Could discomfort with breasts be at the core of why 45% of males but only 39% of females received bystander CPR (B-CPR) in public? Perhaps, because there was no significant gender difference inside homes. That men are1.23 times more likely to receive it could be making something out nothing, or could it be that people feel less comfortable initiating B-CPR on a female stranger than a male one? If so, the same could hold true for variations in age and body size or even social status. 

It could instead be differences between how heart disease in women and men presents itself (see Heart Disease in Women: Fact Vs. Fiction) - events in men are more recognizable as what we consider "heart attacks."

And when it comes to cardiac arrest during sex, men are a stereotype also. Because it's true, finds a recent report in the Journal of the American College of Cardiology Using data from the community-based Oregon Sudden Unexpected Death Study, researchers found that sudden cardiac arrest (SCA) associated with sex occurred 94% of the time in men. Even though they were not strangers, these partner-witnessed events had roughly the same bystander CPR intervention as people on the street (about 1/3 performed CPR). And, thus, a very low survival rate.

But relax, cardiac arrest during sex is a lot rarer than we think. And 75 percent of the time it was during extramarital affairs in unfamiliar locations after too much to eat or drink. But even then an hour of additional sexual activity per week is adding mortality of <1 per 10,000 person-years.

How do we go about spreading the message that rapid intervention is any person’s best and only chance at survival under these conditions?

Strategies for improved placement and use of portable automated external defibrillators (AEDs) are touted as one way to tackle the problem. Their swift use double survival but cost and availability plus the high variability of place and time of cardiac arrest occurrence are reasons why AEDs can't be the only solution.  (See Can Starbucks And Pizza Shops Prevent Deaths?).

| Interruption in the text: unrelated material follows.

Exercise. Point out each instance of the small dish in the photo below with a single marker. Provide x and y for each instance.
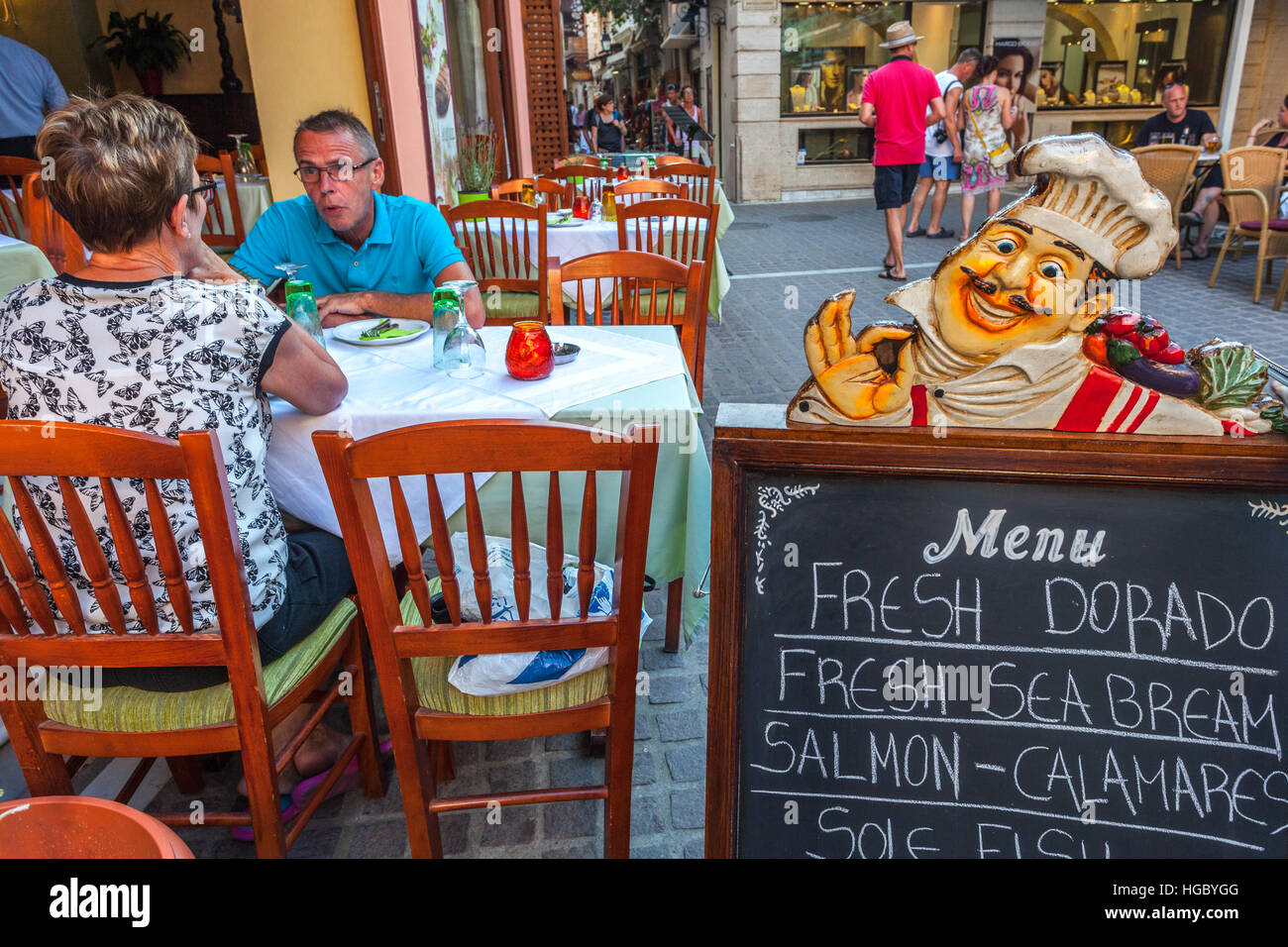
(566, 352)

Given the fact that survival is less than 10% without immediate action, the issue is an important public health concern. More than 350,000 cardiac arrests occur outside hospitals each year. Survival is fundamentally linked to early, rapid intervention of CPR. For those who receive immediate (or within the first few minutes) CPR, their chances of survival improve substantially.

With 70% OHCA taking place in the home, possessing the ability to save a life will tend to be orchestrated on a loved one. Famed rocker Tom Petty recently succumbed to such a cardiac arrest (to learn more, see here).

In Want a Nation of Super Heroes? Early CPR Makes Every Second Count!, I detail the importance of CPR being mandatory in schools. But, it isn’t uniform or universal.

In 2011, the American Heart Association (AHA) published “Importance and Implementation of Training in Cardiopulmonary Resuscitation and Automated External Defibrillation in Schools” in the journal Circulation. The AHA has urged all teachers and students should be trained in CPR and first aid as a requirement to graduate from secondary school. Legislative interest in 2009-2010 led to its inclusion in the curriculum of 36 states, though it is often written more like a suggestion without any consistent implementation. Cost is a big concern, but ways to minimize costs were readily addressed in the Circulation report.

The arbitrary nature of many school requirements always baffles me. Replace vending machine soda, but sell macaroni and cheese and pizza in the cafeteria. Make an entire school nut-free, but don’t teach basic emergency services, first aid and CPR.

Anguish ensues when a bystander is not properly armed with the tools to intervene on a loved one under such circumstances. With strangers, intervention is even less likely.

Bottom Line

Circumstances surrounding cardiac arrests factor into whether an individual is able to and willing to intervene. 

Determining why is crucial to guiding better policy.

Thankfully, more research on the topic is underway. Reducing barriers albeit implementing measures to enhance the public’s comfort level with performing CPR or expanding AED placement and access are worthwhile endeavors. And, undoubtedly, save lives.